Skype's reputation as a fervent protector of privacy rights has been dying a
slow death in recent years, and Thursday's report may have been its last gasp.
It was only five years ago that Skype claimed it did not have the ability to
intercept calls. "Because of Skype's peer-to-peer architecture and encryption
techniques, Skype would not be able to comply with [a wiretap request]," a
company spokesperson told CNET in 2008.

But since being purchased by Microsoft in 2011, the company has reportedly
been quietly re-engineering its network infrastructure -- all the while making
oblique denials that it has been doing so -- in order to facilitate just such
activity. Thursday's report appears to confirm what many observers have
suspected all along.

These latest revelations also add greater detail about the operations of the
NSA's PRISM program, a collection system that allows the agency to gather the
content of Internet communications from its corporate partners. According to
the report, the system is, for example, able to circumvent Outlook.com and
Hotmail's encryption systems by gaining access to communications at a stage
before they are encrypted.

While Thursday's report does little to settle the debate over the extent to
which PRISM gives the government access to technology companies' servers, it
does portray the NSA and FBI, which serves as the former's liaison with
Silicon Valley on PRISM, as intimately aware of Microsoft's operations.
According to the Guardian, the NSA became concerned that it would be unable to
intercept encrypted chats as soon as Microsoft began testing the service,
which is part of its free email client, Outlook.com. Those concerns were
resolved through the creation of a system that allowed the agency to
circumvent chat encryption. The report also details how the FBI worked to give
PRISM access to SkyDrive, Microsoft's free cloud storage client.

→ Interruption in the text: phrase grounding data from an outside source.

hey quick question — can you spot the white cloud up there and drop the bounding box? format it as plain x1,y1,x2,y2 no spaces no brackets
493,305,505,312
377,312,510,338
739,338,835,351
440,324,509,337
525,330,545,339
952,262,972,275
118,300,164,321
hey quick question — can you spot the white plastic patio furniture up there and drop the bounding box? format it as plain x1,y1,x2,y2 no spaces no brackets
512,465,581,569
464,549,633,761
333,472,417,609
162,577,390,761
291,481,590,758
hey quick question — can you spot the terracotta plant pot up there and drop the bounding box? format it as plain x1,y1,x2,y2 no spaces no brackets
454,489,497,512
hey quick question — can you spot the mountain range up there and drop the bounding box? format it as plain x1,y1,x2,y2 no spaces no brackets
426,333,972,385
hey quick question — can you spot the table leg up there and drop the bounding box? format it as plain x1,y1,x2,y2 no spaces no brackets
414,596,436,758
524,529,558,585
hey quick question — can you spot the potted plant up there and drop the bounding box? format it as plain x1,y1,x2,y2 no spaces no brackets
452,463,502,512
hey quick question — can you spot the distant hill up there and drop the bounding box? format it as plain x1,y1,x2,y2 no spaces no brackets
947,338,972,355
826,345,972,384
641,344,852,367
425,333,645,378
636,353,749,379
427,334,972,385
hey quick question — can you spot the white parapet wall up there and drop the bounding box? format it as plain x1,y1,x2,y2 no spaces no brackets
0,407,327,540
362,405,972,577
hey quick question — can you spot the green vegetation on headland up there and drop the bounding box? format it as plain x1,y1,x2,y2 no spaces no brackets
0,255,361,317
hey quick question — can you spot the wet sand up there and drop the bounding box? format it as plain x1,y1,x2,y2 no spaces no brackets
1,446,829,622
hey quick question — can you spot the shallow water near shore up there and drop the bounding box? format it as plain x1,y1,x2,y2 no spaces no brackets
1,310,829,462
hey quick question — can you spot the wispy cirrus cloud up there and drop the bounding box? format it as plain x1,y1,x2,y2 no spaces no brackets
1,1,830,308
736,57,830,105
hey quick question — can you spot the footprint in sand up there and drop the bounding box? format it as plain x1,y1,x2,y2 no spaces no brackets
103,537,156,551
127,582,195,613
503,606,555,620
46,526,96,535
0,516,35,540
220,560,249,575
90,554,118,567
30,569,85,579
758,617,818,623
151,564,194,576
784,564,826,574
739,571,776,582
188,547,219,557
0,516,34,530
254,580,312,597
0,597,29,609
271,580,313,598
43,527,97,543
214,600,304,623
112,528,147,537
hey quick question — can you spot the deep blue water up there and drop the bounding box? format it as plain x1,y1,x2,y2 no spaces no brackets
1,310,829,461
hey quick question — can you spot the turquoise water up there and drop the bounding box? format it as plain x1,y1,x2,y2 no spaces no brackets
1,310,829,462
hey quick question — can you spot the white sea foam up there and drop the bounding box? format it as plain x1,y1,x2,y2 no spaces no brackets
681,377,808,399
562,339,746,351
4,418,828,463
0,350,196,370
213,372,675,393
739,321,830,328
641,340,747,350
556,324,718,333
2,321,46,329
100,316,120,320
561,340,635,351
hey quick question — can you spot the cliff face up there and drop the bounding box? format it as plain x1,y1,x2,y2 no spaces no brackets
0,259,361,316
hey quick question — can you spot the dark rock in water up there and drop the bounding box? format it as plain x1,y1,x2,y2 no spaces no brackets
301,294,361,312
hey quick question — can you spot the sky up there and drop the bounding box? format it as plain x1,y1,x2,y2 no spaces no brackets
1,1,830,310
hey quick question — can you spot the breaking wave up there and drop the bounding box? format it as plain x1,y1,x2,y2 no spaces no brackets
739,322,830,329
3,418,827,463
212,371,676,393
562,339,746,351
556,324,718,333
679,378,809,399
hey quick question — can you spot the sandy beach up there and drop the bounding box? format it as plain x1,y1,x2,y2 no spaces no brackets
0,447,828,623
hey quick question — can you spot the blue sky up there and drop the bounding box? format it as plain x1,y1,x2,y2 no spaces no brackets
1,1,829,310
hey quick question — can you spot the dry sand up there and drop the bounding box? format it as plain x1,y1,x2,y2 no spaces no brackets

Despite the NSA's concerns over Microsoft's encryption practices, a
significant portion of email traffic on the web is never encrypted to begin
with -- and the small portion that is uses fairly weak encryption methods. As
CNET noted in June, "Google is alone in using strong encryption, known as
SMTP-TLS, to fully armor e-mail connections for its users, as long as the
other company's server is willing to encrypt as well." By using weak
encryption methods, many Internet companies effectively leave the door wide
open for the NSA to snoop on their customers' emails.

While Thursday's report does not deal with Microsoft's business tools -- its
Outlook business email client and cloud computing services, for example -- the
close ties between the company and the NSA raise questions about whether these
products fall within the scope of the relationship as well. The report also
comes on the heels of revelations earlier this week that the agency had
targeted some "commercial secrets" in its spying activities in Latin America
-- the most significant indication yet that the NSA isn't just sweeping up
national security information.

If it is revealed that the NSA is able to target businesses in the same way
that it targets individuals, the pushback against the agency's spying
activities could swell. The revelation that kicked off the Edward Snowden saga
involved telephone records from Verizon's business unit, but since then the
revelations have largely focused on the NSA's activities against individuals
and other governments.

By all accounts, the technology firms implicated in this program have little
choice but to comply with the NSA's requests. In a statement in which
Microsoft is all too clearly frustrated at its inability to disclose more
information about its participation, the company said that "we take our
commitments to our customers and to compliance with applicable law very
seriously, so we provide customer data only in response to legal processes."

"There are aspects of this debate that we wish we were able to discuss more
freely," the statement continued. "That's why we've argued for additional
transparency that would help everyone understand and debate these important
issues."